Madam Aurora took the chair which Jimmy had placed, and she and Greaves sat together, but in silence. Some business of the brig occupied my attention. Presently Greaves told me to go below and breakfast.

“I will look after the ship,” said he.

I went below and made a good breakfast. There was a dish of terrapin; the Dutch sailor Wirtz, the burly, carroty man, with the deep roaring voice--but all our Dutchmen had deep voices--had somewhere learnt the art of cooking terrapin. He had stayed in the brig to dress this delicious meat, and Frank Hals, the cook, had gone ashore in his place in the longboat. I fared sumptuously, washing the delicate morsels down with some of the _Casada’s_ cocoa, which had been prepared for the pot by Thomas Teach, who professed to have learnt what he knew under this head in two voyages he had made to the Dutch Spice Islands.

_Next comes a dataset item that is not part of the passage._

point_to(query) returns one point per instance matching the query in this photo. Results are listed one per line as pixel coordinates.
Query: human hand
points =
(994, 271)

Galloon had followed me into the cabin, and bore me company. He sat upon his chair and gazed at me affectionately when I talked to him. Often had I talked out my mind to Galloon. Often in quiet, lonely watches, during the outward passage, had I held his ears, while his fore paws rested upon my knees, and given loose to the imaginations which the prospect of the promise of realizing thirty thousand dollars raised up in me. And then, again, I loved this dog as the savior of my life. Never could I look into his affectionate, liquid, intelligent eye, but that I would think to myself, and often say aloud to him, dog as he was, a poor four-footed beast, soulless, as it is commonly supposed, of affections to be best won by kicks and curses--that he had, by saving my life, become in a sense the creator of a man, the renewer of a being deemed by his own species immortal in spirit, so that whatever I did a dog would be answerable for; the existence of all passions in me, my pleasures and hopes and griefs; nay, my marriage, should ever I marry, and the children I begot, would be all chargeable upon a poor dog, God wot! a strange thing to reflect on by one who has been made to believe, all his life, that he is only a little lower than the angels, and yet true as the blessed sunlight itself; for if it had not been for Galloon, long ago I should have been--what? the roe of a herring, perhaps, the liver of a cod--instead of a man, capable of looking back, through a long avenue of years, and of moralizing thus.

When I came on deck I found Antonio standing in front of Greaves, cap in hand, translating for him and the lady. On my appearing, Miss Aurora exclaimed quickly and eagerly to the Spaniard, who turning to me, said, squinting as he spoke:

“The señorita has met you before.”

“Where?” said I.

“At Lima, señor.”

“Never was at Lima in my life.”

He translated; she made a little dignified gesture of impatience.

“The lady says that she has met you at the house of----” and here Antonio named a Spanish merchant of Lima.

“No,” said I, looking at her and shaking my head.

“Yes,” she cried in English, and spoke rapidly to Antonio.

“She is not mistaken, _caballero_. Two thumbs are alike, but two faces never.”

“You never were at Lima?” said Greaves.

“Never,” I exclaimed, laughing.

“Let her have her way,” said Greaves. “Contrive to have visited Lima, and to have been a bosom friend of Don----,” and he named the Spanish merchant. “What does it signify? May it not mean that she is in love with you, and that her professing to have met you is a Spanish maiden’s device to cover an advance, as a soldier would say.”

Antonio continued to squint. I viewed him narrowly, and was satisfied that he had not understood the captain’s words.

“Beg the lady to continue her narrative,” said Greaves.

She addressed Antonio in a few sentences at a time. Occasionally her language was above his understanding; he would look at her stupidly, until she gave him another nod. How rich was her Spanish, how honey-sweet her utterance! It was like listening to singing. The memories which thronged her recital delicately colored with blood her pale olive cheek; her eyes moistened or sparkled as she spoke, or watched while Antonio interpreted. Most of the time her gaze was fastened upon me. It seemed as though she put me before Greaves, as though the incident of my having had charge of the boat which brought her off the island, had established me in her gratitude as her deliverer.

Her story, however, was little more than a repetition of what has already been related. Her mother had been absent twenty years from Old Spain. On the death of her husband, she sold the estate and all her interest in the business, and went to Acapulco with her daughter, on a visit to her brother, who was a priest at that place; thence she and Aurora took shipping for Cadiz.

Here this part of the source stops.